Spectral Action for Bianchi Type-IX Cosmological Models

TL;DR

This paper extends a rationality result for spectral actions from Robertson-Walker metrics to Bianchi type-IX cosmological models, using heat kernel methods and noncommutative residue techniques to express coefficients in terms of rational polynomials.

Contribution

It introduces a new efficient method for computing Seeley-de Witt coefficients using Wodzicki's residue, applicable to anisotropic cosmological models like Bianchi type-IX.

Findings

Seeley-de Witt coefficients are rational polynomials in cosmic evolution factors.

The new method confirms rationality of spectral action coefficients.

Efficient computation technique leverages symmetries of the Bianchi type-IX metric.

Abstract

A rationality result previously proved for Robertson-Walker metrics is extended to a homogeneous anisotropic cosmological model, namely the Bianchi type-IX minisuperspace.

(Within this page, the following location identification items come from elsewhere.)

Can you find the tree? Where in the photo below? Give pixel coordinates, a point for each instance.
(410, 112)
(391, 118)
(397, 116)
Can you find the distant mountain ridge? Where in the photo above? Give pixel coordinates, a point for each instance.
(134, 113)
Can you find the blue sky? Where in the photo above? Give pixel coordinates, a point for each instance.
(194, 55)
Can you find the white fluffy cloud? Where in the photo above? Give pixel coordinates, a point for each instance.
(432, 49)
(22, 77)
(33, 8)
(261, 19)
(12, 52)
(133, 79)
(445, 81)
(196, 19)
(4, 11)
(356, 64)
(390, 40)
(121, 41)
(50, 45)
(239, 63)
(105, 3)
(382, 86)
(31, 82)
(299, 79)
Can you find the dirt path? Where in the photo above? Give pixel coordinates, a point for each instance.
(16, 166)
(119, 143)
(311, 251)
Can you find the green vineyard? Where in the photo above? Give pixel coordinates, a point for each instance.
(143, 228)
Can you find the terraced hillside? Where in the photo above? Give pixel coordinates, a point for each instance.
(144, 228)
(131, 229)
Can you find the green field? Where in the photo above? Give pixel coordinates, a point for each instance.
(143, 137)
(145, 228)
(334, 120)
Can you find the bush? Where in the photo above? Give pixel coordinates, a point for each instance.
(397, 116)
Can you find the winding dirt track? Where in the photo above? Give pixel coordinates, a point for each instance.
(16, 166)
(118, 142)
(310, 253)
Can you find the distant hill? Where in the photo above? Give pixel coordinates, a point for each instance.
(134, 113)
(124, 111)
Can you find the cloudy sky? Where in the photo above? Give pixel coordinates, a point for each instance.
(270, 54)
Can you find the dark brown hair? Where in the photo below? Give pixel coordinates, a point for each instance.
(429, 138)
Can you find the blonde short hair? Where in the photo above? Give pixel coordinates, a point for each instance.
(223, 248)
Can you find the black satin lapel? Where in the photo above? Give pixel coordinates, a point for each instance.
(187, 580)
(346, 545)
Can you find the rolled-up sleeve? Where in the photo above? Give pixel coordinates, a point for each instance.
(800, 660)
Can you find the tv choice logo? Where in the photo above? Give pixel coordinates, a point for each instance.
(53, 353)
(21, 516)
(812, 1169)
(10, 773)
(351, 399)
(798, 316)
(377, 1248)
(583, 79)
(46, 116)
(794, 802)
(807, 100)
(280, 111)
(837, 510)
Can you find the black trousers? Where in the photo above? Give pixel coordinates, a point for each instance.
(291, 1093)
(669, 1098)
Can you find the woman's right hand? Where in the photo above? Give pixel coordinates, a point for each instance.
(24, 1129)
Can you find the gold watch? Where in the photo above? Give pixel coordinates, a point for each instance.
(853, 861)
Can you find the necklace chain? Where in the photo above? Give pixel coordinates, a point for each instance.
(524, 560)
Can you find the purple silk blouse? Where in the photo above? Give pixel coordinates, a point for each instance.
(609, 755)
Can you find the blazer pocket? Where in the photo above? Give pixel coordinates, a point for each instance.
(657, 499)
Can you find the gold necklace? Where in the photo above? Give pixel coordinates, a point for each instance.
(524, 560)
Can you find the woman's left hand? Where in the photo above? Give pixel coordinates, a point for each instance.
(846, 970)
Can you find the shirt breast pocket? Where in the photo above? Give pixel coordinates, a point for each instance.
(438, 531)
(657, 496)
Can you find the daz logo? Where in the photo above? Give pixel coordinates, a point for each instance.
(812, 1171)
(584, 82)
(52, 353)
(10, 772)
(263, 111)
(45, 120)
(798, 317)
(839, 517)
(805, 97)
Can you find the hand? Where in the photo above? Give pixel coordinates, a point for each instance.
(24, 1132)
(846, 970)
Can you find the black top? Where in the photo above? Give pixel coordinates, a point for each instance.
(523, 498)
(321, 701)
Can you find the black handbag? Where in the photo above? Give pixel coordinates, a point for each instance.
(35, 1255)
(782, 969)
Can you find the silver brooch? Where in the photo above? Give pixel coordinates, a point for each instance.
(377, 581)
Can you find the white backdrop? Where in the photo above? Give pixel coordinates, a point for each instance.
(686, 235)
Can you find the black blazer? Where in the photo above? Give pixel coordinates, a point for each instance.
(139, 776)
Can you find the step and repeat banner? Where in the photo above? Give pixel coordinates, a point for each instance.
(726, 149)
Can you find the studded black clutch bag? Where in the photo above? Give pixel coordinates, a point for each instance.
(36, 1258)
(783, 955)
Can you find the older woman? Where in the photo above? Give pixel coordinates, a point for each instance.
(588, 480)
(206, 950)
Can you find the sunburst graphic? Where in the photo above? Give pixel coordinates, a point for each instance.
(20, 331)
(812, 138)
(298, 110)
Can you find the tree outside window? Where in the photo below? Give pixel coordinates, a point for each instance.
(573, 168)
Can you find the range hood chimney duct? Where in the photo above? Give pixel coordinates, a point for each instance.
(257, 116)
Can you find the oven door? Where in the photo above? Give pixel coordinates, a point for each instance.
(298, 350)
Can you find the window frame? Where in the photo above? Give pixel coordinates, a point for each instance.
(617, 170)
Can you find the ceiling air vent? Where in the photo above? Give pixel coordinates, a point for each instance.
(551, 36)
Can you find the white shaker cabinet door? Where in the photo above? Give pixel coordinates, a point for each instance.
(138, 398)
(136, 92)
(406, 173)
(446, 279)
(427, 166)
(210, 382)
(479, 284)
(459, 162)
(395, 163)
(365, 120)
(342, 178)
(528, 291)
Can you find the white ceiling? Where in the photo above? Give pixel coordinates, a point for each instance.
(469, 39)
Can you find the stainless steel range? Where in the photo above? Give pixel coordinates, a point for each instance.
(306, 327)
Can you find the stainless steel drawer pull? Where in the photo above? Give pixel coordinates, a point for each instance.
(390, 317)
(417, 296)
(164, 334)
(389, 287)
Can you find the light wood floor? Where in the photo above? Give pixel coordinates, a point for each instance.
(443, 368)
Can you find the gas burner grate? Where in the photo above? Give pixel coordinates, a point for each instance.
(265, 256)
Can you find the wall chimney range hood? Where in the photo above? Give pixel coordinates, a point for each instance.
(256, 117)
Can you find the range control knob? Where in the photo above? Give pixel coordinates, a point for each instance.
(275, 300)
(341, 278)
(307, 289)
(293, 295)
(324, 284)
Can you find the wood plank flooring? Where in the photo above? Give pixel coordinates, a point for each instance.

It is shown that the Seeley-de Witt coefficients appearing in the expansion of the spectral action for the Bianchi type-IX geometry are expressed in terms of polynomials with rational coefficients in the cosmic evolution factors $w_1(t), w_2(t), w_3(t),$ and their higher derivates with respect to time. We begin with the computation of the Dirac operator of this geometry and calculate the coefficients $a_0, a_2, a_4$ of the spectral action by using heat kernel methods and parametric pseudodifferential calculus. An efficient method is devised for computing the Seeley-de Witt coefficients of a geometry by making use of Wodzicki's noncommutative residue, and it is confirmed that the method checks out for the cosmological model studied in this article. The advantages of the new method are discussed, which combined with symmetries of the Bianchi type-IX metric, yield an elegant proof of the rationality result.